A FRESH war of words has broken out over a letter sent to The Journal opposing council arts cuts and signed by 24 North East stars.
Billy Elliot writer Lee Hall, soap actress Jill Halfpenny and rock stars Sting and Brian Ferry said Newcastle City Council’s planned cut off to its arts budget was totally unnecessary and would destroy the city’s cultural life.
But in a letter to the Guardian newspaper yesterday, council leader Nick Forbes said the stars’ anger was misguided.
He said: “The cuts that we and other cities are forced to consider are a direct result of the Government’s austerity programme.”
He said he would do all he could to protect cultural life in the city but added: “What I cannot do – legally and morally – is divert even more resources from the priority services for vulnerable adults and children.”
Other commentators in the newspaper said the North East talent who put their names to the letter should make up for council cuts with private donations.
“The royalties from Police and Roxy Music’s considerable output could go a long way towards this,” one said.
Another wrote: “I presume arts organisations in my city can at least rely on any of the millionaires among the signatories who are still UK-domiciled for tax purposes donating their savings from the 5p-in-the-pound cut to the top rate of tax.”
But Philip Bernays, chief executive of Newcastle’s Theatre Royal, which stands to lose around £500,000 a year if cuts go through, told The Journal that stars should not be expected to donate their own money.

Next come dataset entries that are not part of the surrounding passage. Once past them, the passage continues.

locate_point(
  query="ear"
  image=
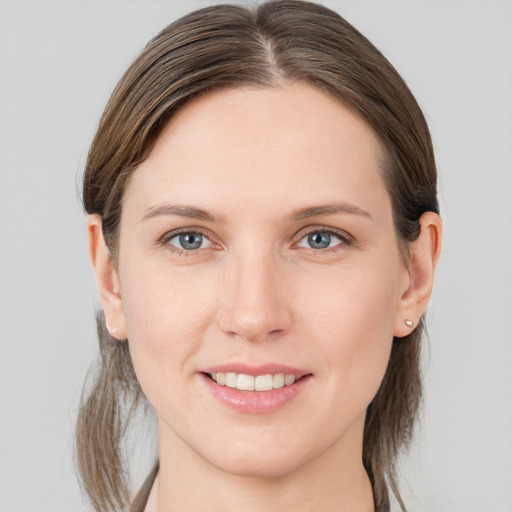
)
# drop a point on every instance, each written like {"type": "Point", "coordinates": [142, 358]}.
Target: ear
{"type": "Point", "coordinates": [424, 254]}
{"type": "Point", "coordinates": [106, 278]}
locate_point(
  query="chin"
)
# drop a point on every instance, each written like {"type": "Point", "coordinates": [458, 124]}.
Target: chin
{"type": "Point", "coordinates": [258, 462]}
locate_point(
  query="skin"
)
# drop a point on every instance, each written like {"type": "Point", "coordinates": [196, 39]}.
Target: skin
{"type": "Point", "coordinates": [256, 291]}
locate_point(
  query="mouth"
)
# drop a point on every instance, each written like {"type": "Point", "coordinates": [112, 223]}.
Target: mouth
{"type": "Point", "coordinates": [245, 382]}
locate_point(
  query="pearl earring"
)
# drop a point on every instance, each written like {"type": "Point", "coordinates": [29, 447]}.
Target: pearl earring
{"type": "Point", "coordinates": [111, 331]}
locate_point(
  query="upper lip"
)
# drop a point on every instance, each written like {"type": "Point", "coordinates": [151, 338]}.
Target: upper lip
{"type": "Point", "coordinates": [261, 369]}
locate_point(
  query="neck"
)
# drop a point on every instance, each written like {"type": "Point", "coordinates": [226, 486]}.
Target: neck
{"type": "Point", "coordinates": [335, 481]}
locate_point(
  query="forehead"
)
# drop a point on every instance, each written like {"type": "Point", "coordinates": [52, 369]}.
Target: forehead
{"type": "Point", "coordinates": [266, 146]}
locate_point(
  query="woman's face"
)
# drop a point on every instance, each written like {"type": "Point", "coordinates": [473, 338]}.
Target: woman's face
{"type": "Point", "coordinates": [257, 240]}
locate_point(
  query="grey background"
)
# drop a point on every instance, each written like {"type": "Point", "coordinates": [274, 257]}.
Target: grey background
{"type": "Point", "coordinates": [59, 63]}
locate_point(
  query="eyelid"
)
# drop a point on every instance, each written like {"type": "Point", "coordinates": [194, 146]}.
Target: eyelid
{"type": "Point", "coordinates": [164, 239]}
{"type": "Point", "coordinates": [345, 237]}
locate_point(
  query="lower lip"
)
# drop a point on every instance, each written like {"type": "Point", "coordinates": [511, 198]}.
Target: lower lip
{"type": "Point", "coordinates": [255, 402]}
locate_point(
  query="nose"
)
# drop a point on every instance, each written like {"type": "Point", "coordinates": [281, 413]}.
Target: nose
{"type": "Point", "coordinates": [255, 304]}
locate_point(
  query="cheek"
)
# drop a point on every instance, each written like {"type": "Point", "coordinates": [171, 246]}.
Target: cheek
{"type": "Point", "coordinates": [353, 322]}
{"type": "Point", "coordinates": [166, 314]}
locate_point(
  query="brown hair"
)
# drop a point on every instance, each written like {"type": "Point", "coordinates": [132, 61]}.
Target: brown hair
{"type": "Point", "coordinates": [227, 46]}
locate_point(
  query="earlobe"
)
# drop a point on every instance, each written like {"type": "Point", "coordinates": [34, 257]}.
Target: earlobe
{"type": "Point", "coordinates": [424, 256]}
{"type": "Point", "coordinates": [106, 278]}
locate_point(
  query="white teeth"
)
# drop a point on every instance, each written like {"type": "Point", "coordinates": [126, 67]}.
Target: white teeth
{"type": "Point", "coordinates": [264, 383]}
{"type": "Point", "coordinates": [250, 383]}
{"type": "Point", "coordinates": [245, 382]}
{"type": "Point", "coordinates": [278, 380]}
{"type": "Point", "coordinates": [231, 379]}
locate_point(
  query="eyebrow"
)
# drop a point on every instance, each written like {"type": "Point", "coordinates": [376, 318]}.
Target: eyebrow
{"type": "Point", "coordinates": [181, 210]}
{"type": "Point", "coordinates": [328, 209]}
{"type": "Point", "coordinates": [192, 212]}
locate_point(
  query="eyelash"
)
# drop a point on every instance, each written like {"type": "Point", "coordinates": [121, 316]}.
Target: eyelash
{"type": "Point", "coordinates": [345, 239]}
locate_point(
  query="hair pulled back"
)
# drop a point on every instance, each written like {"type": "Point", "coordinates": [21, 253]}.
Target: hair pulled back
{"type": "Point", "coordinates": [229, 46]}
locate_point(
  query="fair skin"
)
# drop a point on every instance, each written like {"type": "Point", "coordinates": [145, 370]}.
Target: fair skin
{"type": "Point", "coordinates": [296, 263]}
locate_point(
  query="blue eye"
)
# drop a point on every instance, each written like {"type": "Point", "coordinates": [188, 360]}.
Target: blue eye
{"type": "Point", "coordinates": [189, 241]}
{"type": "Point", "coordinates": [320, 240]}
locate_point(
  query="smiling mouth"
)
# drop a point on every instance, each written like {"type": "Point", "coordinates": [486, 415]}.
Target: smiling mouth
{"type": "Point", "coordinates": [245, 382]}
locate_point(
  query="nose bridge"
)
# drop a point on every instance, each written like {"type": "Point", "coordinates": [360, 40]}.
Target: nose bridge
{"type": "Point", "coordinates": [254, 306]}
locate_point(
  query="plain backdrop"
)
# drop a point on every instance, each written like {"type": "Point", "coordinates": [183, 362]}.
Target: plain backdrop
{"type": "Point", "coordinates": [59, 63]}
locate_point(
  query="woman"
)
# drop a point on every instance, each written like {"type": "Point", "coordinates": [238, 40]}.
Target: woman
{"type": "Point", "coordinates": [264, 230]}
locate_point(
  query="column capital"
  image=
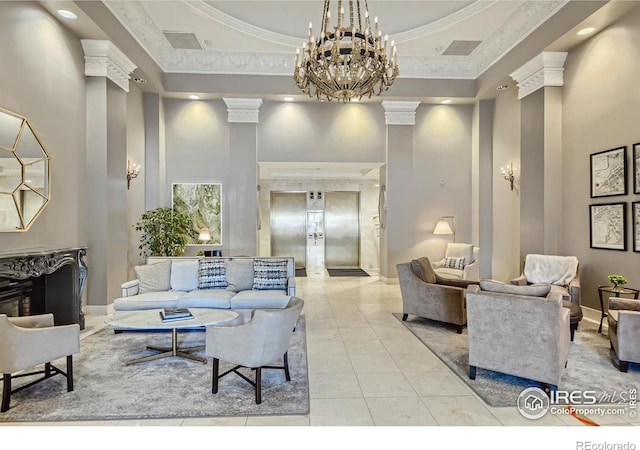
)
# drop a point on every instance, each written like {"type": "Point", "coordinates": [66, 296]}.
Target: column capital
{"type": "Point", "coordinates": [243, 110]}
{"type": "Point", "coordinates": [546, 69]}
{"type": "Point", "coordinates": [103, 59]}
{"type": "Point", "coordinates": [400, 113]}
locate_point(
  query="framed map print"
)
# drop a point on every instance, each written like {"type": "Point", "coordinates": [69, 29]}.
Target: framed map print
{"type": "Point", "coordinates": [607, 226]}
{"type": "Point", "coordinates": [609, 172]}
{"type": "Point", "coordinates": [636, 168]}
{"type": "Point", "coordinates": [635, 214]}
{"type": "Point", "coordinates": [203, 204]}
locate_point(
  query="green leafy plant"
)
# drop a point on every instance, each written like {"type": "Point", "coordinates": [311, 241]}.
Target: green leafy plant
{"type": "Point", "coordinates": [165, 232]}
{"type": "Point", "coordinates": [617, 280]}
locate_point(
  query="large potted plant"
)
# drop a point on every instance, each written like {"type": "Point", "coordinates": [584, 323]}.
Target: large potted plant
{"type": "Point", "coordinates": [165, 232]}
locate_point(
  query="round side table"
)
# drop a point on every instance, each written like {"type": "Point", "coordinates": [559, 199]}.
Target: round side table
{"type": "Point", "coordinates": [617, 293]}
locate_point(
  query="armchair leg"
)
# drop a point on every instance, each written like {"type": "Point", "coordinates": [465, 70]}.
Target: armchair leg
{"type": "Point", "coordinates": [6, 392]}
{"type": "Point", "coordinates": [286, 366]}
{"type": "Point", "coordinates": [259, 385]}
{"type": "Point", "coordinates": [216, 369]}
{"type": "Point", "coordinates": [69, 373]}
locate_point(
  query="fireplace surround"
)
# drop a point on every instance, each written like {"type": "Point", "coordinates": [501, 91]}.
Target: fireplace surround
{"type": "Point", "coordinates": [45, 281]}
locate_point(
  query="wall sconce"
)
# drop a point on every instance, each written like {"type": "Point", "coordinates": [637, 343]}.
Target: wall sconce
{"type": "Point", "coordinates": [204, 236]}
{"type": "Point", "coordinates": [443, 226]}
{"type": "Point", "coordinates": [132, 172]}
{"type": "Point", "coordinates": [507, 174]}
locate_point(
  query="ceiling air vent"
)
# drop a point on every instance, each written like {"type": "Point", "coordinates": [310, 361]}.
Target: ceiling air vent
{"type": "Point", "coordinates": [182, 40]}
{"type": "Point", "coordinates": [461, 48]}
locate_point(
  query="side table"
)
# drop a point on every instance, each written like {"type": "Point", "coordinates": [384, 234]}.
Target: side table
{"type": "Point", "coordinates": [617, 293]}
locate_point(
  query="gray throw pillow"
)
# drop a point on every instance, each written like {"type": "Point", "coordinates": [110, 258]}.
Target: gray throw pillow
{"type": "Point", "coordinates": [532, 290]}
{"type": "Point", "coordinates": [154, 277]}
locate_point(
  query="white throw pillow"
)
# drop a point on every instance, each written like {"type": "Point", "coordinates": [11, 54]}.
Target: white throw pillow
{"type": "Point", "coordinates": [184, 275]}
{"type": "Point", "coordinates": [154, 277]}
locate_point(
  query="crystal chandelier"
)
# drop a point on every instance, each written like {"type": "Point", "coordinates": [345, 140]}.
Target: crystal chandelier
{"type": "Point", "coordinates": [348, 60]}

He added: “We don’t live in an age of patronage, and we shouldn’t expect to be rely on private donations. The basic arts are rights.”
And while he welcomed the involvement of high-profile names in opposing the cuts, he agreed with Coun Forbes that anger should not be directed at the council.
“I think we have to remember that the council is in an almost impossible position.
“We are trying to talk to the council rather than berate them,” he said.
“But having that pressure from the big names raises the stakes. It makes people very aware.” Anthony Baker, artistic director of Dance City, which also faces seeing its council funding cut off, also agreed with Coun Forbes that the Government was to blame.
“We have to be very careful not to point the finger too much at the local authorities. It’s central government that we’re really dealing with here,” he said.
Rashida Davison of the Globe Gallery welcomed support from big names such as Mark Knopfler and Anthony Gormley, who signed the original letter, but said it was “ essential that opposition to cuts was backed up by ordinary individuals.
“It is up to all of us to work towards this goal,” she said.